Military analysts and U.S. officials said the Russian command had so far brought in reinforcements mainly from within Russia so as not to deplete its units on the Ukrainian battlefield, in what they described as a disorganized effort that has slowed Russia’s response.

“Russia is still pulling together its reaction,” Gen. Christopher G. Cavoli, NATO’s top military commander, said during a talk at the Council on Foreign Relations in New York on Thursday. He described the Russian response as having been “fairly slow and scattered” as authorities sorted out which military and security forces should take the lead.

Fouillet said Russia’s disjointed response had prompted Ukraine to strengthen and expand its positions, after an initial attack involving about 1,000 troops. A German army general estimated this past week that Ukraine had since committed up to 6,000 troops to the operation and up to 4,000 more in support roles across the border in Ukraine.

“It started as a raid,” Fouillet said of Kyiv’s initial attack. “But the objectives have changed as success came.”
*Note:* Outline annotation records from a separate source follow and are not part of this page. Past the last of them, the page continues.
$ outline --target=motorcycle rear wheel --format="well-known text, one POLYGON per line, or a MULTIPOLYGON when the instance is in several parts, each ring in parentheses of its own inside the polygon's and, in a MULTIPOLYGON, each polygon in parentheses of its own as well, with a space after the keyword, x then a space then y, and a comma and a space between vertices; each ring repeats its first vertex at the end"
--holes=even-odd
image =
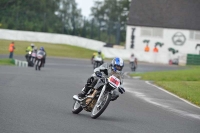
MULTIPOLYGON (((106 93, 104 95, 103 98, 105 98, 100 104, 103 104, 103 105, 100 105, 98 107, 97 103, 96 105, 94 106, 93 110, 92 110, 92 113, 91 113, 91 118, 93 119, 96 119, 98 118, 104 111, 105 109, 107 108, 108 104, 110 103, 110 99, 111 99, 111 94, 110 93, 106 93)), ((100 97, 99 97, 100 98, 100 97)))
POLYGON ((81 105, 79 104, 78 101, 74 102, 73 108, 72 108, 72 113, 74 114, 78 114, 83 110, 83 108, 81 107, 81 105))

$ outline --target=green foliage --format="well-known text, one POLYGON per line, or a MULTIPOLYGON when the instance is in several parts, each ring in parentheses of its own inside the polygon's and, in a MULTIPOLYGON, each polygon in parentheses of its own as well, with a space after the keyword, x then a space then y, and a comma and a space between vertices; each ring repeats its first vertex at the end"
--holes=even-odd
POLYGON ((96 0, 91 19, 75 0, 1 0, 0 28, 62 33, 120 44, 126 39, 129 0, 96 0))
POLYGON ((168 51, 172 52, 172 54, 178 53, 178 50, 175 50, 174 48, 169 48, 168 51))
POLYGON ((162 47, 163 45, 164 45, 164 43, 161 43, 161 42, 156 42, 156 43, 155 43, 155 47, 157 47, 157 46, 162 47))

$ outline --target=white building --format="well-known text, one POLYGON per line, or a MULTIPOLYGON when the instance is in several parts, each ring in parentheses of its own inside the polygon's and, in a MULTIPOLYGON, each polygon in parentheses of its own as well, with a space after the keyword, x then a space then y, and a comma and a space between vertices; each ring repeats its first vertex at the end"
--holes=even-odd
POLYGON ((197 0, 132 0, 127 22, 126 50, 140 61, 168 63, 179 58, 186 63, 187 54, 199 54, 200 1, 197 0), (146 42, 149 52, 145 52, 146 42), (155 44, 159 52, 153 52, 155 44), (178 50, 172 54, 169 48, 178 50))

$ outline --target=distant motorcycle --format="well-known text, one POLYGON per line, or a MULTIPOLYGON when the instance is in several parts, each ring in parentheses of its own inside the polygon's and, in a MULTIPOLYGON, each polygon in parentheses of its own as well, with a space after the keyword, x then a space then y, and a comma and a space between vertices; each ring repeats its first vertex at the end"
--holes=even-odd
POLYGON ((93 59, 93 68, 97 68, 103 64, 103 59, 101 56, 95 56, 93 59))
POLYGON ((83 109, 91 112, 93 119, 98 118, 107 108, 111 101, 113 91, 120 86, 120 80, 114 75, 109 78, 101 78, 100 87, 98 90, 91 89, 85 98, 79 99, 77 95, 73 96, 74 105, 72 112, 74 114, 80 113, 83 109))
POLYGON ((34 52, 34 51, 29 52, 29 55, 28 55, 28 66, 31 66, 31 67, 34 66, 35 60, 36 60, 36 55, 37 55, 37 53, 34 52))
POLYGON ((44 63, 44 58, 45 58, 45 52, 38 51, 38 53, 36 55, 36 61, 35 61, 35 70, 41 69, 41 67, 43 66, 43 63, 44 63))
POLYGON ((130 68, 131 68, 131 71, 135 71, 136 70, 137 65, 135 64, 135 62, 130 62, 130 68))

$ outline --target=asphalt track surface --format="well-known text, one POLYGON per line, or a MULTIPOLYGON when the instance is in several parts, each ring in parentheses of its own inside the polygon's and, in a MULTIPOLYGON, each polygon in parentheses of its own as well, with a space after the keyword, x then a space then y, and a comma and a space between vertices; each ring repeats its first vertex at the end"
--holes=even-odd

The Ukrainians have also taken steps to disrupt the arrival of Russian reinforcements, striking a column of military vehicles carrying troops a week ago and, on Friday, destroying the Glushkovo bridge.

Moscow said late Friday that Ukraine had destroyed the bridge using Western rockets, possibly American HIMARS, a ground-launched rocket system. The claim could not be independently confirmed, and Ukraine instead suggested that it had used fighter jets.

Emil Kastehelmi, a military analyst for the Finland-based Black Bird Group, which analyzes footage from the battlefield, said Ukraine had also damaged other bridges over the Seym River, although their location was unclear. “If the three bridges over Seym get completely destroyed, it could cause the Russians significant logistical issues,” he wrote on social media.

Beyond the disruption to Moscow’s military operation, the destruction of the Glushkovo bridge could also hamper the evacuation of Russian civilians by cutting off villages from roads out of the combat zone.

Another aim in destroying the bridge, which is about 6 miles from the Ukrainian border, could be to ease Ukrainian forces’ path into nearby territory, analysts say. In recent days, Ukrainian troops have pushed both north and south, with the apparent goal of extending their control not deeper into Russia, but rather along the Ukrainian border.

Analysts say the Russian border area was relatively lightly fortified and sparsely defended, whereas pushing west into Russia would mean passing through more urban centers, which can be difficult to seize, and encountering new lines of trenches and anti-tank ditches that Moscow has begun to dig about 30 miles from the Ukrainian border.

Kastehelmi said attacking the town of Glushkovo “could be a logical next step, if Ukraine wants to continue the offensive in new directions” and grab more land relatively easily.

Whether Russia would let that happen remains to be seen. Kastehelmi said that Russian forces had already built at least one additional temporary bridge over the Seym.

Fouillet said, “The coming week will be decisive: We’re going to assess the strength of the Russian counterattack and its effect on the Ukrainians.”